1 large or 2 small Sweet Potatoes (approx. 13 ounces before peeling)
½ cup Apple Juice
1 Tbsp Real Maple Syrup
1 tsp Cinnamon (may include nutmeg)
Cook It

Peel sweet potatoes and cut into chunks.

Boil until soft, drain, and mash.

Stir in apple juice, maple syrup, and cinnamon. If you like nutmeg, you may replace half of the cinnamon with nutmeg.

Blend It

Run the mashed sweet potatoes through a blender until creamy. If your blender struggles with the mixture, add a few more spoonfuls of juice or water.

Dry It

Cover dehydrator trays with non-stick Excalibur Paraflexx® sheets, parchment paper, or the fruit leather inserts that came with your dehydrator.

Spread thinly and as evenly as possible on covered dehydrator trays. Shoot for an eighth inch thickness. The quantities in this recipe will cover one Excalibur Dehydrator tray.

Dehydrate at 135° for eight to ten hours. The sweet potatoes will form a sheet that may have cracks running through it.

Flip It

After about six hours of drying, peel the bark off the non-stick sheets and flip it over to expose the bottom side to more hot air for the remainder of the drying time. Place the bark directly on the mesh dehydrator trays without the non-stick sheets.

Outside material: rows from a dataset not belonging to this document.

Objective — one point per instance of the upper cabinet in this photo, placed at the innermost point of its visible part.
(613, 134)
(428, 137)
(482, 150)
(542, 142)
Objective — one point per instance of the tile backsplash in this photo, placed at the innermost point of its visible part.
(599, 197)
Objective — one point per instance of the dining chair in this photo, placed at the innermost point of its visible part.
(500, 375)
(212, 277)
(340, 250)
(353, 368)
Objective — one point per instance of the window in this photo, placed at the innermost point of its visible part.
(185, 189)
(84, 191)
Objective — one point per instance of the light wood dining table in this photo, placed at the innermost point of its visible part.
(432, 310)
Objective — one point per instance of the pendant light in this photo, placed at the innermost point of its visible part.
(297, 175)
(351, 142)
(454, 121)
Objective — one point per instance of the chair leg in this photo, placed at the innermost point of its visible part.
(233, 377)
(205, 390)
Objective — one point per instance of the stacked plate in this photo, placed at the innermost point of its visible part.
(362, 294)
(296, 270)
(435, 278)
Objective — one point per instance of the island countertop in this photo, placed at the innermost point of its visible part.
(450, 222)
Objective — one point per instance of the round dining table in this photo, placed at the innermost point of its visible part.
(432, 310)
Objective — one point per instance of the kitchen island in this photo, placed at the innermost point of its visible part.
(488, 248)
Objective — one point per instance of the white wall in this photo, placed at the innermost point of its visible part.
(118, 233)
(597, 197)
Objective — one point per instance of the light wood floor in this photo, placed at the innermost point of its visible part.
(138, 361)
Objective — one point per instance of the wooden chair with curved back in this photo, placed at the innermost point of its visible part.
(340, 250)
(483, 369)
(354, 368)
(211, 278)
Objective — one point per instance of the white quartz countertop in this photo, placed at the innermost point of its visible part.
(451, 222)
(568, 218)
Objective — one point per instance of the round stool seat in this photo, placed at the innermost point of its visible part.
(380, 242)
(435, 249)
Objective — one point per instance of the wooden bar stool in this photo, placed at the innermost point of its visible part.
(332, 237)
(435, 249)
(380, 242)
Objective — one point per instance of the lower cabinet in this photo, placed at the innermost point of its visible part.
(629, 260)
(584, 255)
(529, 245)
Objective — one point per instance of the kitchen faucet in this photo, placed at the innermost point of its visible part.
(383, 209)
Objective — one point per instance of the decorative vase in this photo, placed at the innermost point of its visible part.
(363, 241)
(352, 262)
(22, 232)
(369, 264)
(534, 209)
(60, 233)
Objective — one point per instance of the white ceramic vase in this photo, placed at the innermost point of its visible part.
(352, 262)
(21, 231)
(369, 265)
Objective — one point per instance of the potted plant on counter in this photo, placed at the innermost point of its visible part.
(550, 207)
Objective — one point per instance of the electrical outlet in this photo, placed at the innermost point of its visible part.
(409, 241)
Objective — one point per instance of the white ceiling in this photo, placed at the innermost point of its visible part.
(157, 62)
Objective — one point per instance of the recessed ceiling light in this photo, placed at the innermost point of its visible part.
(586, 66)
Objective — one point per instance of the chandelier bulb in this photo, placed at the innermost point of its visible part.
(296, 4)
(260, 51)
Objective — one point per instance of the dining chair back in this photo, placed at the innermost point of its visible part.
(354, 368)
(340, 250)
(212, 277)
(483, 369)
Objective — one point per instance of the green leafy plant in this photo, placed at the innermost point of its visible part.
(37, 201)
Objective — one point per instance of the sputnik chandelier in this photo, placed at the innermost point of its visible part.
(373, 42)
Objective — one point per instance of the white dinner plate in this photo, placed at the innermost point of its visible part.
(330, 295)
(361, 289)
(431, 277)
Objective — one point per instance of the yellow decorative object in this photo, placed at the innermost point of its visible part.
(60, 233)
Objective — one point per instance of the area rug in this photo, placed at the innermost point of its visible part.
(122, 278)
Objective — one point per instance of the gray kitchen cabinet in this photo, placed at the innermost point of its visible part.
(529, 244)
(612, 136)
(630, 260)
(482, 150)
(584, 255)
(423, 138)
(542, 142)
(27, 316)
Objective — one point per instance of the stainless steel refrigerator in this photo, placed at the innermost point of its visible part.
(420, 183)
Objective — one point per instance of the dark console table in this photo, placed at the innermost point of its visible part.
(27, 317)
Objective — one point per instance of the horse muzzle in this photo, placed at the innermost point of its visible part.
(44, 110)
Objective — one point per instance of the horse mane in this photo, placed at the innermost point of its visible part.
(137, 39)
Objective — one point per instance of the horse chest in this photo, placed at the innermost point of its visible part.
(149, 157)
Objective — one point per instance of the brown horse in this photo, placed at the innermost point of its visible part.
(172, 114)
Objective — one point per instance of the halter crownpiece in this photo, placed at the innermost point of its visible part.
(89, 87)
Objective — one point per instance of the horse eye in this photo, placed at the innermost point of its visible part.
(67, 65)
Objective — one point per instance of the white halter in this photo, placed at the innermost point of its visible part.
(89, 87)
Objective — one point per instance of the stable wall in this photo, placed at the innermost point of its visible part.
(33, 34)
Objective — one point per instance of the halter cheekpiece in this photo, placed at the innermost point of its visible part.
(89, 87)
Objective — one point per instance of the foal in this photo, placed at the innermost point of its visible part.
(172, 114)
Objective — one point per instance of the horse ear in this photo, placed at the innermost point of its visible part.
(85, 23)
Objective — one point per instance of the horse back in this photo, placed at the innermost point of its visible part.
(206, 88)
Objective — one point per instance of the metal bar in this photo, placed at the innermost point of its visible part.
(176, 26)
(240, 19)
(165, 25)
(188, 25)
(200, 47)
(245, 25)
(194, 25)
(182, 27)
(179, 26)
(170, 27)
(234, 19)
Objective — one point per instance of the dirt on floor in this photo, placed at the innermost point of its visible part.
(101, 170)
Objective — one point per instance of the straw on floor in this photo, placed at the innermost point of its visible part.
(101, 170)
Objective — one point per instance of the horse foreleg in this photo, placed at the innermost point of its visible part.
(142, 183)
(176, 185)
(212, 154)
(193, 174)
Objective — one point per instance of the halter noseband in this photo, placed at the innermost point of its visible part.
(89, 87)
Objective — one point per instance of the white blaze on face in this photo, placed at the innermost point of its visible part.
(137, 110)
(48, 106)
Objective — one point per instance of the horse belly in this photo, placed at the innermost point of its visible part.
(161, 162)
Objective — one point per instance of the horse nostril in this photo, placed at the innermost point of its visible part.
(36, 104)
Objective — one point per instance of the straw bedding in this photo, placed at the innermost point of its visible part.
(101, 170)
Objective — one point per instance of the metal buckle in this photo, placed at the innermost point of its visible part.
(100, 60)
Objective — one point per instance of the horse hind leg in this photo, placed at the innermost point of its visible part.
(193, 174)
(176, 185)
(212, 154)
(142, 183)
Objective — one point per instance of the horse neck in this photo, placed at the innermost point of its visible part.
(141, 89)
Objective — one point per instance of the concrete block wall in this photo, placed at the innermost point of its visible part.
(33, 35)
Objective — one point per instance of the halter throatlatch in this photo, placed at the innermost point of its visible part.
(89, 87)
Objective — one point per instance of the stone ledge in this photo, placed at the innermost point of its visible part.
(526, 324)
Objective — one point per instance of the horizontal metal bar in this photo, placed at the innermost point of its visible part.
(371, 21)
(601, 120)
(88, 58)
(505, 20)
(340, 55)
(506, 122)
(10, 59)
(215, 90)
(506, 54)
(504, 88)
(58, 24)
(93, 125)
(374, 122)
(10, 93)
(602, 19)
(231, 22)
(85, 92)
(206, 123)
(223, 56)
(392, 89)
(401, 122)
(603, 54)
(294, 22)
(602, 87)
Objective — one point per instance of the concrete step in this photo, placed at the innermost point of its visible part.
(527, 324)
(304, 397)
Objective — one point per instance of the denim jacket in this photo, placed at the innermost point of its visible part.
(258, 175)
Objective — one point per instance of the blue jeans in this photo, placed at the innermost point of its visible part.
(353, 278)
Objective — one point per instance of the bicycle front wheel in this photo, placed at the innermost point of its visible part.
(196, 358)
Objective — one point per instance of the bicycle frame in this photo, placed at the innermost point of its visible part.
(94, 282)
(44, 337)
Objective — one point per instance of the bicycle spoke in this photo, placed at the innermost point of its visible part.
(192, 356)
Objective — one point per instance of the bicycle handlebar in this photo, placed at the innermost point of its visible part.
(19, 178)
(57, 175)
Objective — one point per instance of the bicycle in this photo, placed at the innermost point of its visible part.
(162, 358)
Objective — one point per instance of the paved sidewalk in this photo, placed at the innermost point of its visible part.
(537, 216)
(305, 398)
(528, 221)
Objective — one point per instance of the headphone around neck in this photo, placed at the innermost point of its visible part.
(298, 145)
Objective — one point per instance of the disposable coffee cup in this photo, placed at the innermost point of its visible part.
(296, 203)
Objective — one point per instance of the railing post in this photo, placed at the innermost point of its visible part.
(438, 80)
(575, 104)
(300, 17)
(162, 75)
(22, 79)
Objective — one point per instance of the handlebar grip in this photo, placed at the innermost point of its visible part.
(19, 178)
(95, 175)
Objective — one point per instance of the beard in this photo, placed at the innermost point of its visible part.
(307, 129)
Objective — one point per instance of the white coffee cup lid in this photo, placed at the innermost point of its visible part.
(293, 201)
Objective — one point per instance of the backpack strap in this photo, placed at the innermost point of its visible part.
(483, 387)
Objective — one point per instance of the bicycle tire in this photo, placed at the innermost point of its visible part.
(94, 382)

Depending on how long you dry it, the sweet potato sheet will either tear like fruit leather or break into bark. For snacking and short term use, you may prefer to dry it to the leather stage. If packing for a trip that will last more than a month, dry it longer to the snappy bark stage.

Yield:

One large or two small sweet potatoes (approx. 13 ounces before peeling) will yield approximately ¾ cup of bark and weigh 2½ ounces. Increase the ingredients proportionately for larger batches.